SYDNEY (Reuters) - The world's top 20 economies may agree to set an ambitious target for faster global growth at a weekend meeting in Sydney, where major central banks are also being urged to coordinate policies to avoid "surprises" that could roil emerging markets.

Opening the two-day meeting of the Group of 20 finance ministers and central bankers on Saturday, Australian Treasurer Joe Hockey said support was building for setting a numerical goal for growth.

"I have a great sense of hope that this G20 meeting will be able to lay down a real and tangible framework for an increase in the growth of the global economy over the next five years," said Hockey, who is hosting the Sydney gathering.

If adopted, the plan would mark a departure for the G20, as previous attempts to set fiscal and current account targets have dissolved into bickering.
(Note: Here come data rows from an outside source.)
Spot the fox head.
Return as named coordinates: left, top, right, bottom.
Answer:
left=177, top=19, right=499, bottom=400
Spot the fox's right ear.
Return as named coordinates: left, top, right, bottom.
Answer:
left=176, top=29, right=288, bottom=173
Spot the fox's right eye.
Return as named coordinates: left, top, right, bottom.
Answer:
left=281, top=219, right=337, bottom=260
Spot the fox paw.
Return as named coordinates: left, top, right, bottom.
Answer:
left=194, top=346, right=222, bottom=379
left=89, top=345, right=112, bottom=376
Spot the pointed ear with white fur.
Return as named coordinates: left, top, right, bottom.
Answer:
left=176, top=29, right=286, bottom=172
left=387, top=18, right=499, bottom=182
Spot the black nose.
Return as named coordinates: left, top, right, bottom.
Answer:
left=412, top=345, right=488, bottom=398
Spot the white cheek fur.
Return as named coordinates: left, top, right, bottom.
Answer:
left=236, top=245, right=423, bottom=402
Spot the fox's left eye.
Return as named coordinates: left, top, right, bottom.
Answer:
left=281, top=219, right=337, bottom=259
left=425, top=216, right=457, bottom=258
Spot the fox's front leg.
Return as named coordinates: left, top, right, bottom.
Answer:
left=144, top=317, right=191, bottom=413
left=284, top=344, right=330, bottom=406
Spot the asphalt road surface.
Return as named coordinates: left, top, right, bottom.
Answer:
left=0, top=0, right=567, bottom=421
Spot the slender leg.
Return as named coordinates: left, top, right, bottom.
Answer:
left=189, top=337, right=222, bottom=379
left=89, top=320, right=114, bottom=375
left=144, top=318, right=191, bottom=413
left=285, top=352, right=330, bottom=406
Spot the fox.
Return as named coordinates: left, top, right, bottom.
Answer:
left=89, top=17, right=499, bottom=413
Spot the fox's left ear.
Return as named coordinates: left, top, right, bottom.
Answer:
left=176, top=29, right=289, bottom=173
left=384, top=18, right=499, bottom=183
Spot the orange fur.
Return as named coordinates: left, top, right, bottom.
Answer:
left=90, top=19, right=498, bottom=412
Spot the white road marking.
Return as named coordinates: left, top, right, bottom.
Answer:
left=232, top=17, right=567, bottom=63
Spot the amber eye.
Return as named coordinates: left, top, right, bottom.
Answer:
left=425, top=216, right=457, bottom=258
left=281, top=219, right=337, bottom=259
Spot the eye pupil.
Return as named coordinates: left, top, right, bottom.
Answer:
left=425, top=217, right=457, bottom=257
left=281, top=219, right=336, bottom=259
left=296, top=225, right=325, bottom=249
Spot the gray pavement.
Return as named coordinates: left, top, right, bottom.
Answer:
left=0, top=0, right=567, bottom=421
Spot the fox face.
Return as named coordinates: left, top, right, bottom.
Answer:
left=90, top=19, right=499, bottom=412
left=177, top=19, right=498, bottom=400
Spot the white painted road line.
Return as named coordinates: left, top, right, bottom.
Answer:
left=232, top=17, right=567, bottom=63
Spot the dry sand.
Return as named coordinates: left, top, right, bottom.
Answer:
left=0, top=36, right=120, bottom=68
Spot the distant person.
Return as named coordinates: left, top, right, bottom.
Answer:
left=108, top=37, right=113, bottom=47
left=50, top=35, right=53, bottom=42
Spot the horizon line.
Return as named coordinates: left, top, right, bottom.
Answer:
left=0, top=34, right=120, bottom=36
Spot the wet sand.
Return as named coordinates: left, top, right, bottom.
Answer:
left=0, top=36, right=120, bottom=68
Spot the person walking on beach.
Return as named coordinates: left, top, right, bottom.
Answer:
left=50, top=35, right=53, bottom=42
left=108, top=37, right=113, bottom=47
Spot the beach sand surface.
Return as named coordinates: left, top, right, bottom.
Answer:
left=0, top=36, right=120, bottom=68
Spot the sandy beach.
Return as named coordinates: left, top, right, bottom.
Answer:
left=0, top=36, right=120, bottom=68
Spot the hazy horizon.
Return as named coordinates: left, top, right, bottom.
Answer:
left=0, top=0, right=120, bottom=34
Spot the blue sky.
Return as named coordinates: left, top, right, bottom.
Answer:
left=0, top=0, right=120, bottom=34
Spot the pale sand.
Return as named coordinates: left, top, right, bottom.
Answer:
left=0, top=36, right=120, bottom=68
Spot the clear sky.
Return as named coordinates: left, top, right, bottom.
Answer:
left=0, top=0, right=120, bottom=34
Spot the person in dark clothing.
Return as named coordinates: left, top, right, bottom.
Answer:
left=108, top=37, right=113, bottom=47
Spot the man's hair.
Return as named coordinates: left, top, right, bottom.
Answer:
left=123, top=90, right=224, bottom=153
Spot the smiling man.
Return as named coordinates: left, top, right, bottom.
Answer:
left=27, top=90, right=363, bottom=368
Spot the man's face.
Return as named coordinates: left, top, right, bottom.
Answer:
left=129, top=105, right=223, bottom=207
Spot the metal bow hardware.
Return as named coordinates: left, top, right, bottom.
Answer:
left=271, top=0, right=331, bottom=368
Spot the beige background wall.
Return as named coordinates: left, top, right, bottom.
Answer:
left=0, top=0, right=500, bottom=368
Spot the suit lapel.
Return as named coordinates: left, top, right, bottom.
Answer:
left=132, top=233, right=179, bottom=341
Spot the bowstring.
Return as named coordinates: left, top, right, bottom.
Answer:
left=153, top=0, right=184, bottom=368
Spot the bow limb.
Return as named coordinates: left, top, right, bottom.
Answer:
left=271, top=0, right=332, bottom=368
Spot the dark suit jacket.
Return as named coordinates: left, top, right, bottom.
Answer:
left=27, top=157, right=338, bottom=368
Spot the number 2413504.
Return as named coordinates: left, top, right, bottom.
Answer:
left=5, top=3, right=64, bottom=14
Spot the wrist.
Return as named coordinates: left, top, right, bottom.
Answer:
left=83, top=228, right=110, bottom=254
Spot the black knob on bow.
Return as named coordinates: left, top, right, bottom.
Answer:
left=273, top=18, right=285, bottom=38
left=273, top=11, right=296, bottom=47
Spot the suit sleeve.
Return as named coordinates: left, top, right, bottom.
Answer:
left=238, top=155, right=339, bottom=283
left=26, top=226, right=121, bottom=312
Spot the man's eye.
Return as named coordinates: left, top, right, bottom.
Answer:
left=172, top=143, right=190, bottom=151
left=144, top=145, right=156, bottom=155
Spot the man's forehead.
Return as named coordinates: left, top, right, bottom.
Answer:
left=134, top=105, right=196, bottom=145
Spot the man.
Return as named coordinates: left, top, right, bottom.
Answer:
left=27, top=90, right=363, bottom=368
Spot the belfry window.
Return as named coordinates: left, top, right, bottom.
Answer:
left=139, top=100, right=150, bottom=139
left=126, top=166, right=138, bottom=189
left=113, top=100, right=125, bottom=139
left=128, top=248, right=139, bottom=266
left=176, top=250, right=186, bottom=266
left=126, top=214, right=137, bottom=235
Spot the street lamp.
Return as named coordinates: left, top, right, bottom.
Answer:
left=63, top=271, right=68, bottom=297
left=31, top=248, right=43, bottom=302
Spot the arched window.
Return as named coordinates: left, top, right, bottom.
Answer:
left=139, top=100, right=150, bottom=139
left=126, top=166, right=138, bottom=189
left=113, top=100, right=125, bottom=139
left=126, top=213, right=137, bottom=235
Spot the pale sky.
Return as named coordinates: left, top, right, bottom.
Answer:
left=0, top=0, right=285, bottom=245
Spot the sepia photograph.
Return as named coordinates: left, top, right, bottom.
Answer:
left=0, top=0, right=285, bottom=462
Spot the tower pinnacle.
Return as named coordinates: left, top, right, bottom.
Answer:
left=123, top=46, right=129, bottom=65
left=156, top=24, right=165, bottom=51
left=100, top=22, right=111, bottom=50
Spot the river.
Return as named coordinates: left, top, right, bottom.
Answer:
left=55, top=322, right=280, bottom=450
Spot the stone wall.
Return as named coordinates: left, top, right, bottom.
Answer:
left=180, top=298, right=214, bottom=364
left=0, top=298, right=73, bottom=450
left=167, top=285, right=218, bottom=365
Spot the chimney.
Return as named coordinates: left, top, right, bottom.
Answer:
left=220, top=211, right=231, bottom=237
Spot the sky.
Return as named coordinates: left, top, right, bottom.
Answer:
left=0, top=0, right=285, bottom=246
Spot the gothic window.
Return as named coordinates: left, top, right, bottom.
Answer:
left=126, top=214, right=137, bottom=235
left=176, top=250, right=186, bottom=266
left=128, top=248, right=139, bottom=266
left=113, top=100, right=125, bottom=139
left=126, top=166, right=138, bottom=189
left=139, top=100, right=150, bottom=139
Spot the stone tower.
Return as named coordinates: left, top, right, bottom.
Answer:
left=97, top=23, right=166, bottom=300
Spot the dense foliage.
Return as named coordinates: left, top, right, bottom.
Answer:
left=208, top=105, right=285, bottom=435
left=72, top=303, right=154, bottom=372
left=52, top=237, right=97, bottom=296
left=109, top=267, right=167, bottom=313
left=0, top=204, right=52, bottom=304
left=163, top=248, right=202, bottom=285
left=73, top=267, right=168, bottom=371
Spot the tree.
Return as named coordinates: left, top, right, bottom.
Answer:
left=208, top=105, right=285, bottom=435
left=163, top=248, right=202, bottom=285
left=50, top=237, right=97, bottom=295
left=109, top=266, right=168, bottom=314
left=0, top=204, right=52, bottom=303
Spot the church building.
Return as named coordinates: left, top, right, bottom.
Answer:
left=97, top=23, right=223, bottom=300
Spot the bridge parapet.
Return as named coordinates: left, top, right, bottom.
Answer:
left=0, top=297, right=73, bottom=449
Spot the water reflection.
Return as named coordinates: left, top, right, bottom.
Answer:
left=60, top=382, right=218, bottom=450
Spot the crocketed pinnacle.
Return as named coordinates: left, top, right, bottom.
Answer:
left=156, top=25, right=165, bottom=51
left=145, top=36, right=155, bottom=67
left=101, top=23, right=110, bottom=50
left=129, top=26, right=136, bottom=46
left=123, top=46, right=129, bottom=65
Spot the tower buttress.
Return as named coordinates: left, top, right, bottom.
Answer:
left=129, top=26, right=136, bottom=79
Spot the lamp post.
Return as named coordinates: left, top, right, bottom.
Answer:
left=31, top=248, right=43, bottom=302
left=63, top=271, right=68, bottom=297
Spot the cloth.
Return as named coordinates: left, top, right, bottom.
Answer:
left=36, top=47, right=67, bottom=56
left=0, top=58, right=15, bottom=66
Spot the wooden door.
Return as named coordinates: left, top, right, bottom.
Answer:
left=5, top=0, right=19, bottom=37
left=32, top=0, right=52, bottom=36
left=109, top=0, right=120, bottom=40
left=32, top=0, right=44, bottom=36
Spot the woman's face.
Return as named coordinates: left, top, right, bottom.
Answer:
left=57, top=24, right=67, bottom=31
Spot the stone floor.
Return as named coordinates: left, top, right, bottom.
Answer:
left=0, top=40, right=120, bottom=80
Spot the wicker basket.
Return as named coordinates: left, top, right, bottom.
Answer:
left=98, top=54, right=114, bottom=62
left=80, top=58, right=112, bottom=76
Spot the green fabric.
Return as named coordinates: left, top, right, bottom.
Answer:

And while a target would largely be aspirational, it would mark a sea change from recent meetings where the debate was all about growth versus budget austerity.

A G20 source said the Germans had withdrawn their opposition to setting an overall target, as long as there were no goals imposed for individual states.

France's finance minister, Pierre Moscovici, welcomed a goal of lifting world growth by a total of 2.5 percentage points over five years, calling it ambitious but "not unrealistic."

IMF PLAN

The plan seems to borrow wholesale from an International Monetary Fund paper prepared for the G20 meeting which estimated that structural reforms would raise world growth by about 0.5 percentage point per year over the next five years, boosting global output by $2.25 trillion.

The IMF has forecast global growth of 3.75 percent for this year, accelerating to 4 percent in 2015.

The shopping list of reforms run the usual gamut of liberalizing product and labor markets, lowering barriers to trade, attracting more women into the workforce and boosting investment in infrastructure.

"While the gains stem mostly from policies that countries need to implement for their own good, joint action could produce beneficial growth spillovers in the longer term," was the IMF's argument for pressing on with action.

Still there were no details on how or whether the G20 would police each country's progress on the reforms, many of which would likely be politically unpopular at home.

The onus would be on the rich nations to pick up the baton on growth from the developing countries, who had carried the world economy in the wake of the global financial crisis.

The emerging members have also been pressing for the U.S. Federal Reserve to try to avoid sparking market volatility through better messaging as its throttles back on asset buying.

There was never much expectation the Fed would consider actually slowing the pace of tapering, but its emerging peers were hoping for more cooperation on policy.

"I think if there was a "no surprises policy" in relation to monetary policy activity, and that central banks around the world have reasonable warnings of what may be events that do create market volatility, then I think that is not unreasonable," said Australia's Hockey.